В свои неполные 88 лет Ален Рей просто поражает ясностью и точностью мысли. А о его любви к французскому языку можно слагать баллады, поэмы, ну, или на крайний случай, легенды.
В начале августа Ален Рей дал интервью французскому изданию Le Parisien. Было бы грешно пройти мимо рассуждений мэтра о французском языке и источниках его развития.
Заметка небольшая, но любопытная. Привожу ее здесь en français и in extenso.
Alain Rey : « Sans le rap, la langue serait momifiée »
Alain Rey. © (LP/Olivier Corsan.)
TENDANCE. Le rap truste les ventes, chez les disquaires comme sur Internet, avec des valeurs sûres mais aussi de nouveaux artistes, comme le Marseillais Jul. Une lame de fond, avec des textes ambitieux.
Il a beau avoir 87 ans, Alain Rey veille toujours sur la langue française, même celle utilisée dans le rap. Le linguiste (Dernier ouvrage paru : « Pourvu qu’on ait l’ivresse » en collaboration avec Lassaâd Metoui, Ed. Robert Laffont. — Le Parisien) très médiatique que l’on retrouve tout au long de l’année sur France Inter nous livre son analyse du hip-hop hexagonal.
Est-ce que le succès du rap est une bonne chose pour la langue française ?
ALAIN REY. Oui parce que sans ce genre de musique, elle serait momifiée. Une langue est vivante quand elle comporte des éléments créatifs. Ce qui est le cas dans le domaine du rap.
De quelle façon ?
Contrairement à la poésie moderne, le rap s’appuie sur la rime. C’est elle qui va déclencher un vocabulaire particulier. Par ailleurs, l’écriture rap doit respecter un rythme. Donc le langage va être aussi utilisé comme un matériau. Et sur le fond aussi ça a évolué. Au départ, c’est un mode d’expression contestataire propre à une communauté raciale ou sociale. Aujourd’hui, cette musique s’est popularisée et son langage correspond plus à une génération qu’à une classe sociale. L’idée est d’utiliser des mots qui ne sont pas ceux des parents.
Pourtant, certaines expressions semblent arriver d’un autre temps comme « daron » pour « père »…
On l’utilisait dans le milieu de la délinquance au XIXe siècle.
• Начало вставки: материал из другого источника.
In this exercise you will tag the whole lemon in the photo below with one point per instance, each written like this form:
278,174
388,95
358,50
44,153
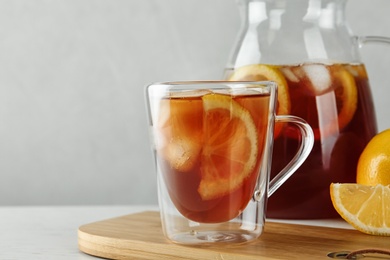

On peut le trouver dans « les Misérables » de Victor Hugo ou « les Mystères de Paris » d’Eugène Sue. Aujourd’hui, il est repris comme objet de curiosité. Même chose pour la « thune » que l’on entend beaucoup dans le rap. Ce n’est pas un hasard. C’était une unité monétaire de la Renaissance utilisée ensuite dans le langage des voleurs. Aujourd’hui, le terme est lié à une forme de contestation politique.
Le langage est aussi de plus en plus métissé. Est-ce positif ?
Oui. Tout est une question de dosage. C’est normal que les jeunes aient un français modifié par leurs origines créoles, arabes ou berbères. Ça fait partie de la vivacité de la langue.